Если бы Вы захотели меня осчастливить несколькими строчками, написанными Вашей рукой, я попросил бы Вас также воспользоваться для этого Цветаевским адресом. Нет уверенности, что почтовое отправление из Швейцарии дойдет до нас.
Ваш Борис Пастернак.
Через тридцать лет Пастернак так вспоминал об этом письме и объяснял причины, почему он включил Цветаеву в свои отношения с Рильке:
«Он сыграл огромную роль в моей жизни, но мне никогда в голову не приходило, что я мог бы осмелиться ему написать. Я не представлял себе, чтобы почта могла служить мостом к недоступному, совсем по-другому, чем все на свете существующему миру, с которым я был связан только своим поклонением, и вдруг оказалось, что мост этот перекинут далекой случайностью помимо меня.

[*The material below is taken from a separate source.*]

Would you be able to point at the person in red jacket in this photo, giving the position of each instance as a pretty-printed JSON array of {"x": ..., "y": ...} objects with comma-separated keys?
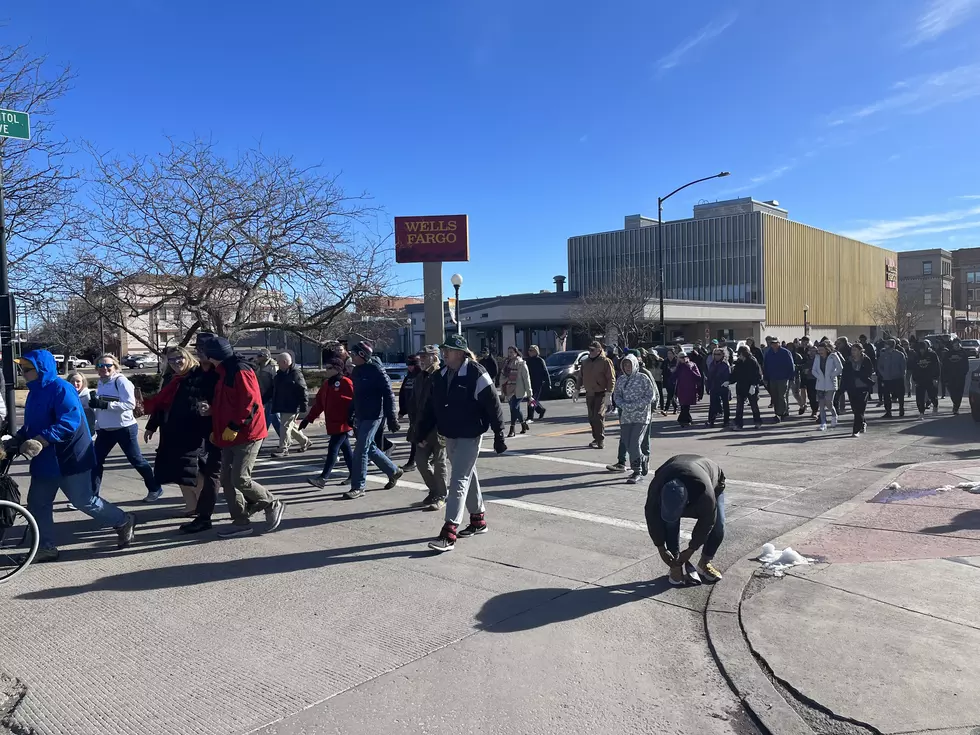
[
  {"x": 238, "y": 428},
  {"x": 333, "y": 400}
]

Только тогда я в первый раз в жизни подумал, что мог бы написать ему. Но у нас были прерваны сношения со Швейцарией. И во Франции жила Цветаева, с которой я был в переписке и большой дружбе и которая тоже знала и любила Рильке. Мне хотелось попутно сделать ей подарок, представить ее Рильке, познакомить их. Я просил его не отвечать мне, не тратить на меня драгоценного времени, но в качестве знака, что письмо дошло до него, послать „Сонеты к Орфею“ и „Элегии“ Цветаевой во Францию» (письмо к 3. Ф. Руофф 12 мая 1956).
Одновременно с письмом Рильке Пастернак писал Цветаевой о своем желании немедленно приехать к ней с тем, чтобы потом вместе с нею навестить Рильке. Так рождается план встречи троих поэтов, проходящий лейтмотивом их переписки. «Что бы мы стали делать с тобой – в жизни? Поехали бы к Рильке», – цитирует затем Цветаева слова Пастернака.
Не дожидаясь ответа, Пастернак снова пишет Цветаевой 20 апреля, сразу вслед за письмом к ее другу М. А. Волошину с благодарностью за подаренную акварель. Еще 3 апреля Пастернак послал Цветаевой опросник анкеты Академии художественных наук для составления биографического словаря писателей XX века. Получив заполненный лист, он писал, как взволновал его ответ на вопрос о матери, совпадающий с тем, что он мог бы сказать о своей. «Ученица Рубинштейна, редкостно одаренная в музыке», – написала в анкете Цветаева.